TORONTO — Opposition critics are slamming the Ford government over a scaled-back COVID-19 vaccination schedule over the holidays.
While the province has received around 90,000 doses of the Pfizer-BioNTech vaccine this month, only a small fraction of those doses have been administered so far.
Doses of the newly approved Moderna vaccine also began arriving in the province last week. Provincial officials had said Ontario was expected to receive about 53,000 doses of that vaccine by the end of December.
But according to the province, just 10,756 vaccine doses have been administered as of Dec. 24, when information was last updated.
According to reports, the province has scaled back the pace of vaccinations over the holidays.
In a tweet, Premier Doug Ford’s communications director said the modified schedule had been requested by hospitals.
“It was hospital sites administering the vaccines that asked for the slightly amended schedule, recognizing challenges with holiday staffing and the need to care for patients,” Travis Kann wrote.
The Ontario Hospital Association did not respond to requests for clarification about whether any hospitals had in fact requested a slow-down of vaccinations over the holidays.
In an interview with CP24 Monday, NDP Leader Andrea Horwath called the news “troubling” and “frustrating.”

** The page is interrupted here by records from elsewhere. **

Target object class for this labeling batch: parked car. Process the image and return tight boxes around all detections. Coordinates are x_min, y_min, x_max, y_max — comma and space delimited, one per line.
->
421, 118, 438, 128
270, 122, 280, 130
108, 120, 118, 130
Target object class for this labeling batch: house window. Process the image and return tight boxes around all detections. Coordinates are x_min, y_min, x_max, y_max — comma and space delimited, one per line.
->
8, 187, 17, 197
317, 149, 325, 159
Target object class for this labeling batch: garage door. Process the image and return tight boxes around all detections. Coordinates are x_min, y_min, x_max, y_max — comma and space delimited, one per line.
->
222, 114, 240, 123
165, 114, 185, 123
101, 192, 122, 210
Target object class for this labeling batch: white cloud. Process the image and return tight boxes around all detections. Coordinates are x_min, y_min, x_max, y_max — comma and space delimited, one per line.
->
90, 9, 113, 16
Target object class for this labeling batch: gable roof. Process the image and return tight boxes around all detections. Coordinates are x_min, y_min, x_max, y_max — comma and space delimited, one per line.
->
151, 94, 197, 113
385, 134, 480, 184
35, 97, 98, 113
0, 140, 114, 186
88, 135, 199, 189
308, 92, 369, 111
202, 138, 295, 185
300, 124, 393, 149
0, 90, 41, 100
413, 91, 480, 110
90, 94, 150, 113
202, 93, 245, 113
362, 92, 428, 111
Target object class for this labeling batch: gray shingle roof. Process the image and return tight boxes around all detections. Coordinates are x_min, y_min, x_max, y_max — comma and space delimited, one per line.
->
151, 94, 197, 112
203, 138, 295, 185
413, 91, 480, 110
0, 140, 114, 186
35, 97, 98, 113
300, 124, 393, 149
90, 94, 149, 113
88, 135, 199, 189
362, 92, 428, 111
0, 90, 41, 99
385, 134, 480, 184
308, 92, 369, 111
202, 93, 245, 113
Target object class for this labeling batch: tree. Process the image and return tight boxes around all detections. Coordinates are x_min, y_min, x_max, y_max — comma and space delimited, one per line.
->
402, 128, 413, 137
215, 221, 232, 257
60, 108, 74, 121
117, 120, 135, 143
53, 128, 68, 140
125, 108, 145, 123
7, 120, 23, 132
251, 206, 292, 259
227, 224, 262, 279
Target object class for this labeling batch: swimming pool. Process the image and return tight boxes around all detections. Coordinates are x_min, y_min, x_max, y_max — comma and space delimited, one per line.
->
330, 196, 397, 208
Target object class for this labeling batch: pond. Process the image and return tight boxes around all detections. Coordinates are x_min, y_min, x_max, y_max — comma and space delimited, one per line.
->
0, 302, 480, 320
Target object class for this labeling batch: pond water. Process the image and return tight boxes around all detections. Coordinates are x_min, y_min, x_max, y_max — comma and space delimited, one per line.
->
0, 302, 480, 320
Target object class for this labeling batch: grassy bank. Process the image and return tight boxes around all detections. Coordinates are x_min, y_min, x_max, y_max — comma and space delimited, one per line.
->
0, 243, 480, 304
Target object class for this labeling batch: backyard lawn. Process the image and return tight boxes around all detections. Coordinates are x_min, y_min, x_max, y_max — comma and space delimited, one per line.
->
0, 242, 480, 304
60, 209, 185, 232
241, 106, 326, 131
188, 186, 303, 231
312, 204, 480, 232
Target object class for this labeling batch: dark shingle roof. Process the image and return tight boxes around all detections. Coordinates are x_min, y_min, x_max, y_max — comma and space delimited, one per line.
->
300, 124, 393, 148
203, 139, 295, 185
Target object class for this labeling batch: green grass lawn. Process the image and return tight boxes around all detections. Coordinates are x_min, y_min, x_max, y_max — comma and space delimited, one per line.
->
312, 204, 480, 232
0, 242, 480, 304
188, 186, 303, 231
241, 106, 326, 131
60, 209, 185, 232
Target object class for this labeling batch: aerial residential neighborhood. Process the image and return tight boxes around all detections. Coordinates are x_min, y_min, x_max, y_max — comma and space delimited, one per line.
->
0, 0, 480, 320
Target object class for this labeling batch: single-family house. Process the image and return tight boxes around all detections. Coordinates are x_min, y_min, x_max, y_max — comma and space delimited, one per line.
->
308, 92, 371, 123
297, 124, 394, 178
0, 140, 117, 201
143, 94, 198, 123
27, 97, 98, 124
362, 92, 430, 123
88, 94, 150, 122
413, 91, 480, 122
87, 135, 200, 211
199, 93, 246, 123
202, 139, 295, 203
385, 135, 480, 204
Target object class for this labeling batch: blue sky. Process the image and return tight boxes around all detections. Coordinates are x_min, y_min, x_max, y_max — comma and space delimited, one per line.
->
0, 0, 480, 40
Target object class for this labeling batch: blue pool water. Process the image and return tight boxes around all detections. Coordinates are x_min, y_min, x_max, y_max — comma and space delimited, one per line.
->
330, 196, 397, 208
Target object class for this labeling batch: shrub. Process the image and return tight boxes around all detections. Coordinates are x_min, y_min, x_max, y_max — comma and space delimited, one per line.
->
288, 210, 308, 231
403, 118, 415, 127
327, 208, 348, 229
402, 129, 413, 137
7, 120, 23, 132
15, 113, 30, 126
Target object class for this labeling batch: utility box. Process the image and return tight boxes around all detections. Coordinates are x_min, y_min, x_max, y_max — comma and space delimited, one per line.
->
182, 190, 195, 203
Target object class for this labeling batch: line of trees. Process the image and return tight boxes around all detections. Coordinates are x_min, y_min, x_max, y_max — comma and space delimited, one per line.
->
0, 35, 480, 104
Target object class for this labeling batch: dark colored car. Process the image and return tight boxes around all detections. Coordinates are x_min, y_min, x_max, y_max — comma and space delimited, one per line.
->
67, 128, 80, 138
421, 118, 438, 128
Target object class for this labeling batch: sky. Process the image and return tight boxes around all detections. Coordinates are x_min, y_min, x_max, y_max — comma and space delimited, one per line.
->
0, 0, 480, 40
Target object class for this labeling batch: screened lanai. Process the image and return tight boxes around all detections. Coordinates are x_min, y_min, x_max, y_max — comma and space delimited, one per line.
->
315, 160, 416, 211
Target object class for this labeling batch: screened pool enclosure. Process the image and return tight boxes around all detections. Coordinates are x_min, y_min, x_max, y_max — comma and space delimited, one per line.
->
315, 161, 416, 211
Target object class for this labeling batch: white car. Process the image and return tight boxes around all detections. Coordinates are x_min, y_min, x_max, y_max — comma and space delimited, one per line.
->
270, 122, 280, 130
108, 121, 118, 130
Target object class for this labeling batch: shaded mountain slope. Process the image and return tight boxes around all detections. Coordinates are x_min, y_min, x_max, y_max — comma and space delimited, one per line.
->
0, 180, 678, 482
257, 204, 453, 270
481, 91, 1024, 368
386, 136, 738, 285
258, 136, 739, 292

“This is a situation that is literally one that could save lives if we were ramping up that vaccine distribution instead of ramping it down,” Horwath said. “Other provinces managed to do that. But we have this huge problem with the government not being forthcoming in terms of its plan, so we don’t know whether this was planned all along, or whether it wasn’t because they’re simply not providing the transparency that they should be providing.”

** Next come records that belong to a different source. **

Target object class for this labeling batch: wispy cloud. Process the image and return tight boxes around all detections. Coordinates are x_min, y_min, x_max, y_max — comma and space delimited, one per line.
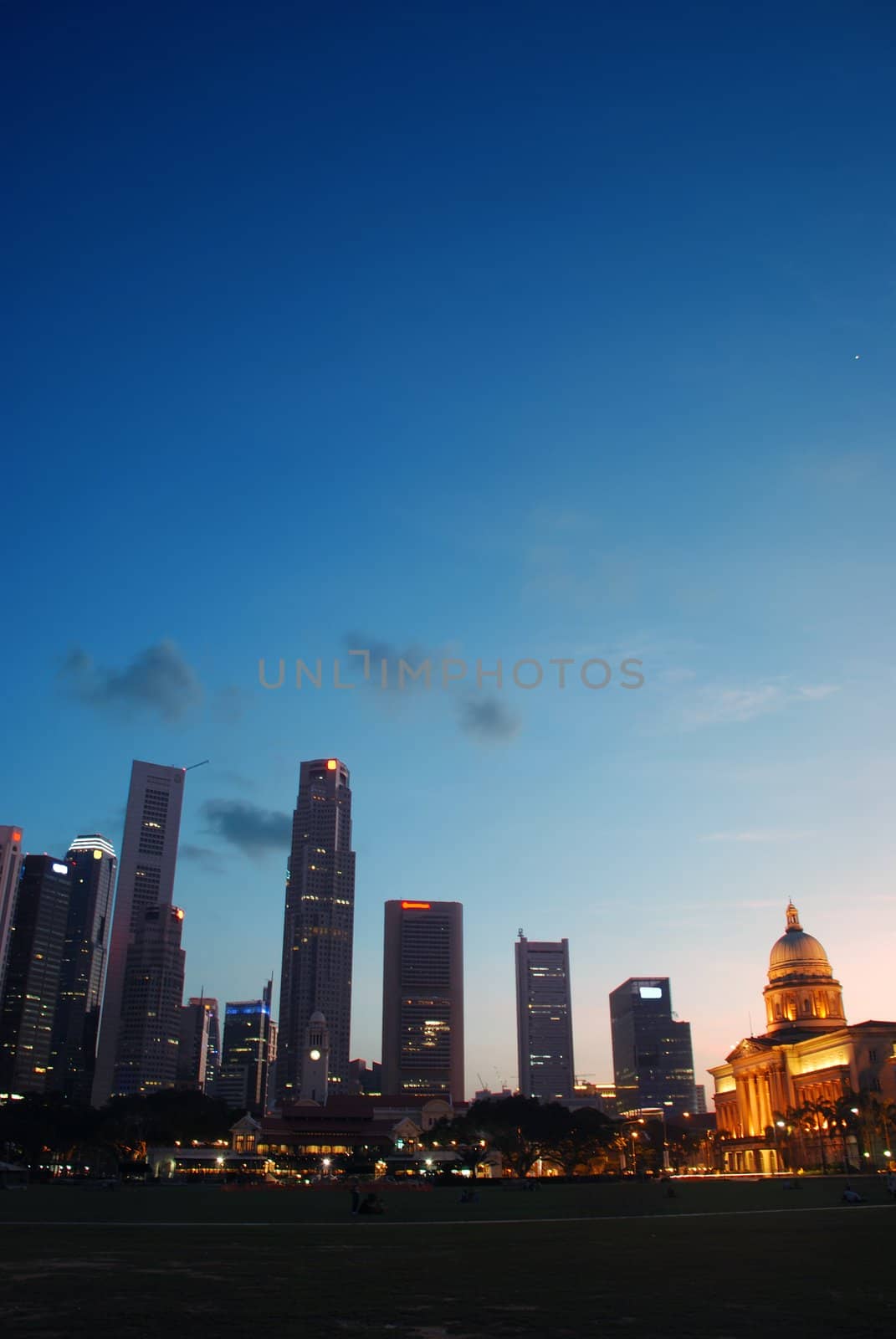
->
698, 828, 816, 842
458, 698, 522, 745
346, 632, 522, 743
177, 841, 223, 873
682, 681, 840, 727
202, 799, 292, 855
797, 683, 840, 701
59, 640, 202, 721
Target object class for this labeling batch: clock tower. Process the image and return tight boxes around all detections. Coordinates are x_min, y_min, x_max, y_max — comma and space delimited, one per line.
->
299, 1011, 330, 1106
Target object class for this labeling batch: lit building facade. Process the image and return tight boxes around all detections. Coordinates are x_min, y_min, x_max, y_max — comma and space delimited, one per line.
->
381, 901, 463, 1102
609, 976, 695, 1116
92, 761, 185, 1106
0, 823, 22, 1000
114, 902, 187, 1095
709, 902, 896, 1172
277, 758, 355, 1102
47, 833, 118, 1102
515, 933, 575, 1102
0, 855, 71, 1094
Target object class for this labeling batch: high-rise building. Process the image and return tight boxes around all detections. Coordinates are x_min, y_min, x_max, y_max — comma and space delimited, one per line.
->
609, 976, 694, 1114
383, 901, 463, 1102
47, 833, 118, 1102
515, 932, 576, 1102
277, 758, 355, 1102
177, 998, 210, 1093
0, 855, 71, 1094
92, 761, 183, 1106
0, 825, 22, 1000
214, 982, 274, 1114
112, 902, 187, 1095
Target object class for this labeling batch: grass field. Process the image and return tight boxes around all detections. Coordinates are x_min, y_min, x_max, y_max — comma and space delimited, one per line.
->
0, 1177, 896, 1339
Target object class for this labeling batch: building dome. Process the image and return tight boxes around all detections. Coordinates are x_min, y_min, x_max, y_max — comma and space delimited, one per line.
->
769, 902, 833, 979
764, 902, 847, 1034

In a statement, Liberal Leader Steven Del Duca said there should be no delays.
“The vaccine is the light at the end of the tunnel, we can’t afford to delay its rollout by nearly a week. With so many doses on hand and so few administered, there’s no excuse for the delay,” he said.
Dr. Michelle Cohen, a family doctor in Brighton, Ont., told CP24 that the idea health care workers want a pause or slow-down of vaccinations is “completely ridiculous.”
“Putting the blame on us or on hospitals, first of all, doesn’t make sense. Hospitals run 24-7, including during the holidays,” Cohen said. “This is a health crisis, unlike any other that the province has experienced in recent memory.”
She said many health-care workers would have “gladly stepped up to the plate” and volunteered their time if need be to keep vaccinations rolling.
The Ministry of Health did not immediately return a request for comment on how much the vaccination schedule has been slowed down and why.